Two lowly Japanese farmers repetitively climbing an intense incline slope from the seaside shore to the top of a mountain to water their measly crops is the signature image of Kaneto Shindô’s social realist experimental film. Shindô observes his characters' backbreaking work with the same kind of salt of the earth honour as in the Soviet propaganda films if the 1920’s. Shindô’s cinematic eye triumphs over his self-imposed dialogue-free obstruction to achieve a woefully tragic slice of Japanese peasant life.
The Naked Island (1960) dir. Kaneto Shindô
Starring: Nobuko Otowa, Taiji Tonoyama, Shinji Tanaka
By Alan Bacchus
Dramatic aerial camerawork in the opening shots establish the geography of the tiny island inhabited by the family of four who serve as Shindo’s subjects of labour-torture.

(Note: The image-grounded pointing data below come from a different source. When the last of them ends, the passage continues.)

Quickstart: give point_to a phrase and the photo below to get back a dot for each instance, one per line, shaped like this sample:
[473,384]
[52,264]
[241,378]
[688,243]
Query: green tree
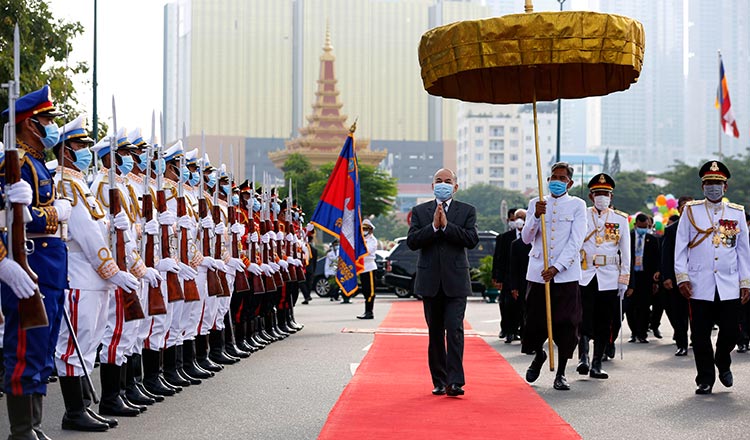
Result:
[45,44]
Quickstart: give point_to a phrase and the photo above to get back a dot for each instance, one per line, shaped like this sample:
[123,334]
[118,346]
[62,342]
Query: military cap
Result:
[601,182]
[36,103]
[714,170]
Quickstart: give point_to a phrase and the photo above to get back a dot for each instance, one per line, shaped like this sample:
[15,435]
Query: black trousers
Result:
[703,315]
[445,323]
[566,317]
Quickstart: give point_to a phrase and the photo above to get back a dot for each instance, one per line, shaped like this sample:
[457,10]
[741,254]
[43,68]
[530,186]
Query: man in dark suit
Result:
[500,268]
[677,305]
[644,273]
[442,230]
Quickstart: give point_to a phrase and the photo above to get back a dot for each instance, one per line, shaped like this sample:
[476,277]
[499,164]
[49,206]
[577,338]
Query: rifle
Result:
[131,303]
[241,283]
[212,278]
[174,289]
[31,311]
[216,214]
[156,304]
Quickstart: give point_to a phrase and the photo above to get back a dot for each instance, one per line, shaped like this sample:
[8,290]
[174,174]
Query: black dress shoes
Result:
[532,373]
[561,383]
[726,378]
[454,390]
[439,390]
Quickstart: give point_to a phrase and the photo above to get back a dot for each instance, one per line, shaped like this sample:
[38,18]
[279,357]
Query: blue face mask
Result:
[127,165]
[51,134]
[443,191]
[211,180]
[83,159]
[143,158]
[557,188]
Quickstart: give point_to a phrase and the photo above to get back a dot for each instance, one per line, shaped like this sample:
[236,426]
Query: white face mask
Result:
[602,202]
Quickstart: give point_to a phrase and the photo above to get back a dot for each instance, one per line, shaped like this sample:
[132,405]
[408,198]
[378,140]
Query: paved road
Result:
[286,391]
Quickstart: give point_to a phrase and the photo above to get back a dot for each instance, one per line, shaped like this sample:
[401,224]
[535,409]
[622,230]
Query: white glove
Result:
[152,227]
[186,272]
[236,265]
[20,192]
[207,222]
[186,222]
[238,229]
[167,265]
[121,221]
[63,209]
[125,281]
[167,218]
[255,269]
[152,276]
[12,274]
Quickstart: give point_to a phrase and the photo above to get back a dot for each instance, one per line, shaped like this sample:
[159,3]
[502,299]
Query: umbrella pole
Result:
[544,240]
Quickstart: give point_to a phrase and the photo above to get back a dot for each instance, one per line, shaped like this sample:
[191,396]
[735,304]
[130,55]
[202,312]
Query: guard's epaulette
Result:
[736,206]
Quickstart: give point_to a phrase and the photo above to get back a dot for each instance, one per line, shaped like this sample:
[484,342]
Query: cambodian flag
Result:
[339,213]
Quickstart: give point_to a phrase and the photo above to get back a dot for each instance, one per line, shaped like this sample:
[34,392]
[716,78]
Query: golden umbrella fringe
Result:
[522,58]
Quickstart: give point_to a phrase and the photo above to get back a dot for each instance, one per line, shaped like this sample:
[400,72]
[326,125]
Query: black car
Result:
[323,288]
[401,264]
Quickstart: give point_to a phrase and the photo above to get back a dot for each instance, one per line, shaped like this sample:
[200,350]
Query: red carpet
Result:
[389,396]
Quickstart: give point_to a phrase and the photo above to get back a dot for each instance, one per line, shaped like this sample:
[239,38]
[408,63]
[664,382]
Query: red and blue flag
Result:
[339,213]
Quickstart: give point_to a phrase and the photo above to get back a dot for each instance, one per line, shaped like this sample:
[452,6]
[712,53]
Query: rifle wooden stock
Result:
[190,288]
[241,283]
[156,304]
[31,311]
[174,289]
[212,279]
[132,308]
[216,213]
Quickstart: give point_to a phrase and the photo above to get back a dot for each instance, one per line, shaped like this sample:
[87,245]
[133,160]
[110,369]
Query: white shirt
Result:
[566,228]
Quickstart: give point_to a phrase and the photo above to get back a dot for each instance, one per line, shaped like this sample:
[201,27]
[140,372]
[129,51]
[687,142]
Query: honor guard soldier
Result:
[712,268]
[91,273]
[29,353]
[565,217]
[605,273]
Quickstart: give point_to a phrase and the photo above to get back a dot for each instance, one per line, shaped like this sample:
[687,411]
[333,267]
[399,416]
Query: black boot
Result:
[201,354]
[151,374]
[20,415]
[132,393]
[217,354]
[189,365]
[76,418]
[112,403]
[170,368]
[583,353]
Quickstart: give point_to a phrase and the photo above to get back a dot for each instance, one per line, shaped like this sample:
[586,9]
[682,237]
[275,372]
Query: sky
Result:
[130,46]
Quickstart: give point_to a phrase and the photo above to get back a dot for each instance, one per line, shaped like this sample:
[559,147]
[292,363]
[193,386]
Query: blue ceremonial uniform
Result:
[31,363]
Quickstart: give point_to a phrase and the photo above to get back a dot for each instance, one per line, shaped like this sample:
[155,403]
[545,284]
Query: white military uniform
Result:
[606,249]
[90,264]
[712,250]
[566,229]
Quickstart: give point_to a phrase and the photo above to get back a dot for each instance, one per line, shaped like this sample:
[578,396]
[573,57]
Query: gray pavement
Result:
[286,391]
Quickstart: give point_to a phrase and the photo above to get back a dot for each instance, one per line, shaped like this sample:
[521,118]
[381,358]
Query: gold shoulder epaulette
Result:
[736,206]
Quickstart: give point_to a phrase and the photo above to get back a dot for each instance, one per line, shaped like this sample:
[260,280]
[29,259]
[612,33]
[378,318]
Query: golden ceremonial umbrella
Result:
[522,58]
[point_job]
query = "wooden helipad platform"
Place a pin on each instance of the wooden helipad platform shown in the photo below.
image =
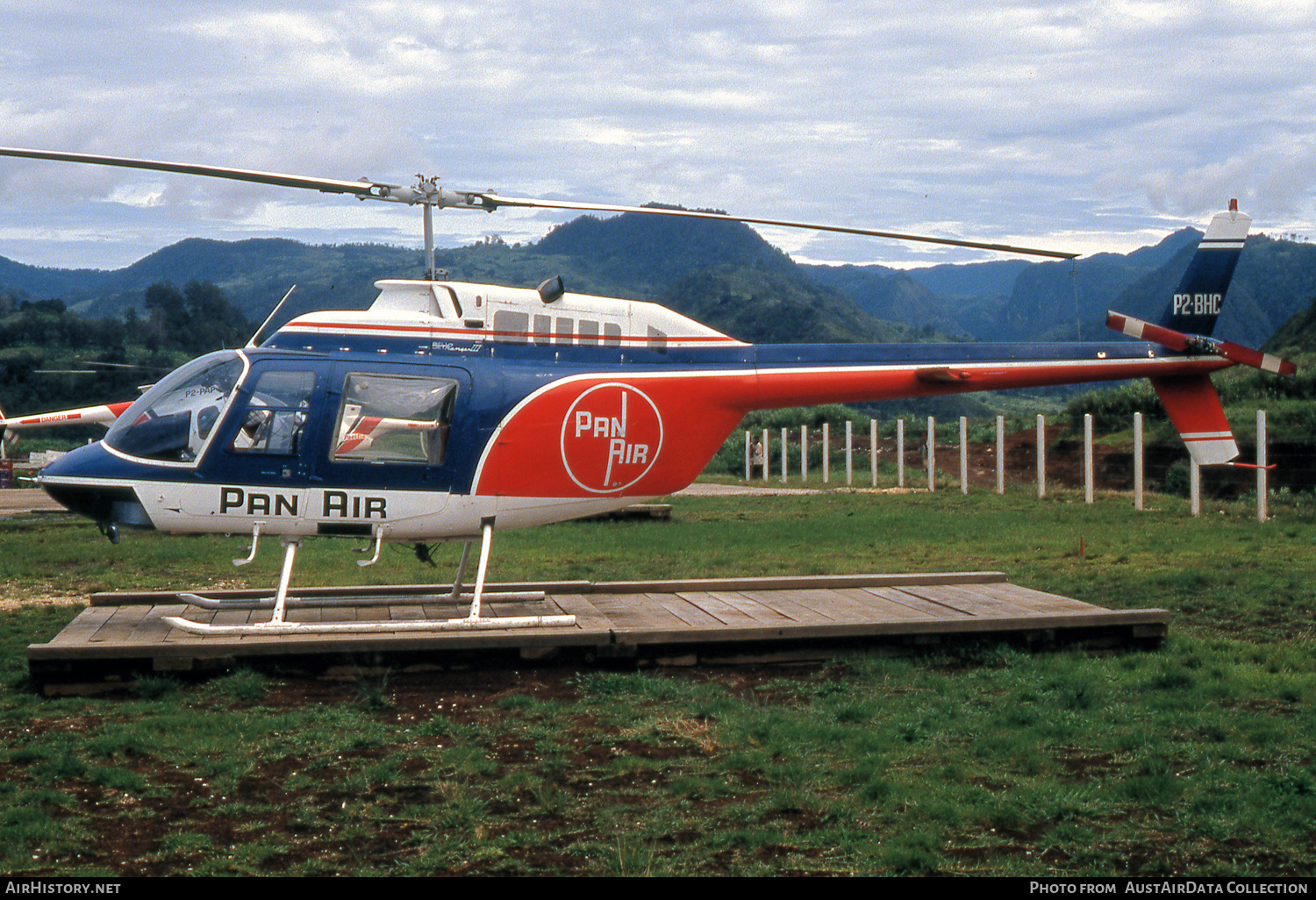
(692, 620)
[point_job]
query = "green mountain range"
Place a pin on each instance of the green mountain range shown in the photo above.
(723, 274)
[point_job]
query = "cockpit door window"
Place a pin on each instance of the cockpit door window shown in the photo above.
(394, 418)
(174, 420)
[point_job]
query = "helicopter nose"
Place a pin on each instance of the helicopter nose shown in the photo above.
(70, 483)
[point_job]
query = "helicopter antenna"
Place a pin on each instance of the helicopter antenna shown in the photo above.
(270, 318)
(428, 194)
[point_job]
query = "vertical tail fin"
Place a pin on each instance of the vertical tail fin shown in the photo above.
(1197, 303)
(1194, 407)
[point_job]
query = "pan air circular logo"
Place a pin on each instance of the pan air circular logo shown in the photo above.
(611, 437)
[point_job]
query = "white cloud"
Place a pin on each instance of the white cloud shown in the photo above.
(1023, 121)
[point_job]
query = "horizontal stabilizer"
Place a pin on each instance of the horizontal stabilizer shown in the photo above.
(1173, 339)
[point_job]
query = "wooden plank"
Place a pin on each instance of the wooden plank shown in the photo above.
(652, 618)
(632, 612)
(920, 604)
(120, 624)
(1040, 600)
(971, 603)
(684, 611)
(758, 612)
(789, 604)
(83, 626)
(720, 610)
(589, 618)
(883, 608)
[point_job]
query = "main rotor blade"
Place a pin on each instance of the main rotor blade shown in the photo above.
(487, 200)
(494, 200)
(326, 184)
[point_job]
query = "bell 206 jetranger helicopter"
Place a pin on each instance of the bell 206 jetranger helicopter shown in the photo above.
(450, 407)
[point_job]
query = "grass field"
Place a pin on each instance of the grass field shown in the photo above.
(973, 758)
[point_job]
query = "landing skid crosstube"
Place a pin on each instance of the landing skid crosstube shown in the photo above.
(278, 624)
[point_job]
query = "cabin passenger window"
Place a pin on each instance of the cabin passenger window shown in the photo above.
(511, 326)
(394, 418)
(276, 415)
(565, 331)
(542, 329)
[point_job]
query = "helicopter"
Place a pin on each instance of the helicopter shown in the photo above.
(449, 408)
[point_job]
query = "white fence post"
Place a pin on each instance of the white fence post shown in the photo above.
(963, 454)
(1087, 458)
(1262, 481)
(1000, 454)
(932, 453)
(899, 453)
(826, 452)
(1041, 455)
(849, 453)
(873, 449)
(1139, 473)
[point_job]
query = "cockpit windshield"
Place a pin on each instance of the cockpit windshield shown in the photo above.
(173, 420)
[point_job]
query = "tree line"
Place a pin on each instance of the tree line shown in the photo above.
(52, 357)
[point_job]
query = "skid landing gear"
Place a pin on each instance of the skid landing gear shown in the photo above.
(279, 625)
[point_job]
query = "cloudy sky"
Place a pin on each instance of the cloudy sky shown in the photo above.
(1082, 126)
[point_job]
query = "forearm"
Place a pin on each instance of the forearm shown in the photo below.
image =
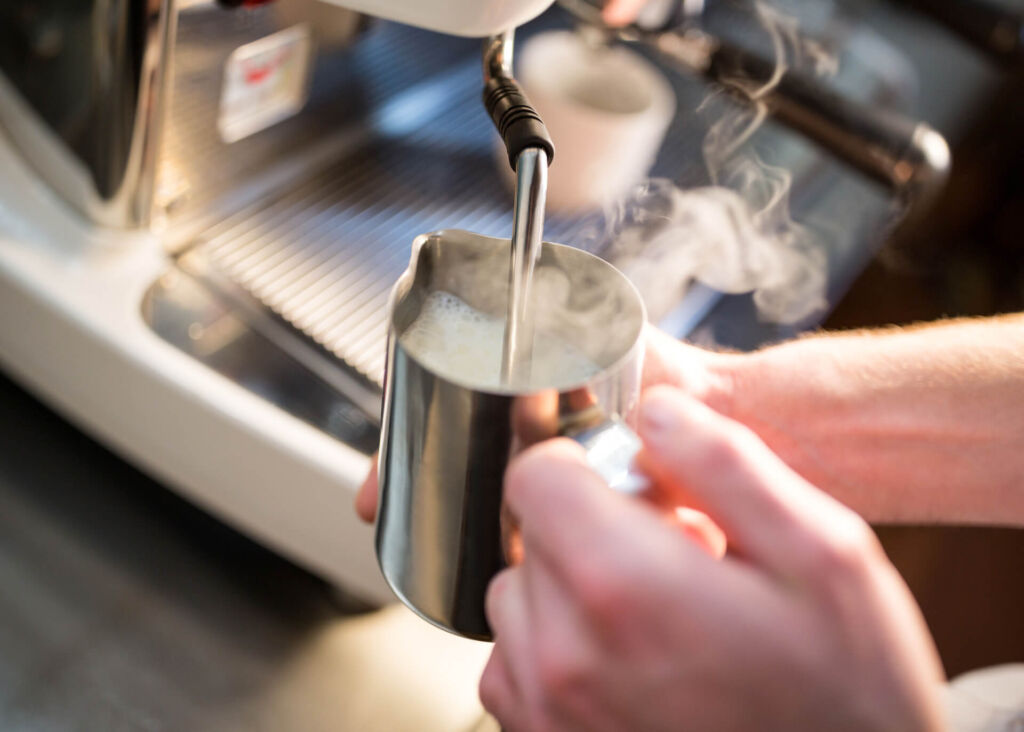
(923, 424)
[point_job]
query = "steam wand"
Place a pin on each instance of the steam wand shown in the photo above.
(530, 151)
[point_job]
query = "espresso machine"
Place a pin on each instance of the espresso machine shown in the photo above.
(204, 206)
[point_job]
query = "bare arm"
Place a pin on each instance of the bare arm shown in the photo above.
(919, 424)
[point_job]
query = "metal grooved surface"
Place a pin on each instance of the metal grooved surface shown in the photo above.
(325, 253)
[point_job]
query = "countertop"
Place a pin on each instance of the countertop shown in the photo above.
(123, 607)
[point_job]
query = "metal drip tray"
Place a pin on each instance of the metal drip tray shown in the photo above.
(324, 255)
(310, 264)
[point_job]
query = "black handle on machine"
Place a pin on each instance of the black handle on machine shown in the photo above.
(517, 122)
(907, 155)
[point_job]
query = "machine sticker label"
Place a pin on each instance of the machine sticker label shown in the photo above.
(265, 81)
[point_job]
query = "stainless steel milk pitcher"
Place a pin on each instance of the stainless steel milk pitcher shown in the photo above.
(444, 444)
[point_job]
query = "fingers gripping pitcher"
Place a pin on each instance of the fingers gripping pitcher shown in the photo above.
(451, 424)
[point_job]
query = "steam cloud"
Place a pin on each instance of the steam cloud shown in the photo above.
(734, 234)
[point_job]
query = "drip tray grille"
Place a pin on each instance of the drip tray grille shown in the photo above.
(324, 254)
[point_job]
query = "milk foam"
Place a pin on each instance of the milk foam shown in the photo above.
(464, 345)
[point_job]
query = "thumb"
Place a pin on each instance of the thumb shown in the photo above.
(719, 467)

For fans of Mikhail Kalatozov we can’t help but compare the openings of ‘Naked Island’ with ‘I Am Cuba’ or ‘The Letter Never Sent’. The melancholy, unheroic music brings us to the centerpiece sequence which introduces the laborious task of the mother and father of the family, who start the task at sea level collecting water in two wooden buckets, then strap said buckets to both ends of a long board, then perilously mount this board onto their backs to be brought up the side of the mountain with the pace of a snail.
Shindo seems to channel the thrill of the editing techniques pioneered by the post-revolutionary Russian filmmakers by intercutting the journey of these buckets of water with the watering process – crops planted in desert like soil with very little chance of surviving. Shindo plays out this sad yet beautiful pantomime of labour well past its natural running time to achieve the same kind of hypnotic repetitiveness as their Sisyphean tasks.
Why such dedication to such menial and backbreaking labour? Why not? Without overt proselytization of the Soviet propaganda films Shindo subtly and hypnotically ingrains his postwar socialist themes of the primitive Japanese lifestyle into our minds. Some compare the depiction of the crude, uninspired existence to the urbane Japanese life depicted by the more renowned works of Ozu at the time. There is no time for reflection or enjoyment of life here – a theme exemplified by the mealtime scenes wherein we see the kids and parents eating in haste their measly noodle bowls as quick as possible so they may go back to their fruitless labour.
Shindo eventually explores other aspects of the family’s lives. Occasional title cards tell of changes in season, though we barely see a progression in the family lifestyle or wealth. Trips to the market to sell their wares further the pitiful tragedy of their lives. A single fish caught by the perky younger child is sold by the mom for a few dollars.
While the film is a consciously austere affair, there’s a strong feeling of impending doom, which fuels the palpable tension which carries through the picture. Shindo punctuates the hill climbing sequence with a fallen barrel which spills the mother’s precious water. This results in a brutal outburst from the father who slaps his wife with impudence. It’s a shocking and unexpected moment of emotion which stays with us the entire film. The next moment of emotional expression comes at the end, a strangely manipulative sequence which doesn’t quite fit the aesthetic philosophy of narrative minimalist before it. But an accident which threatens the life of the older child creates a sense of urgency which satisfactorily pushes the film to an powerful, though tragic conclusion.
Shindo’s stunning black and white anamorphic cinematography is poetically beautiful and starkly contrasts the grim tragedy never leaves the lives of Shindo’s sad subjects.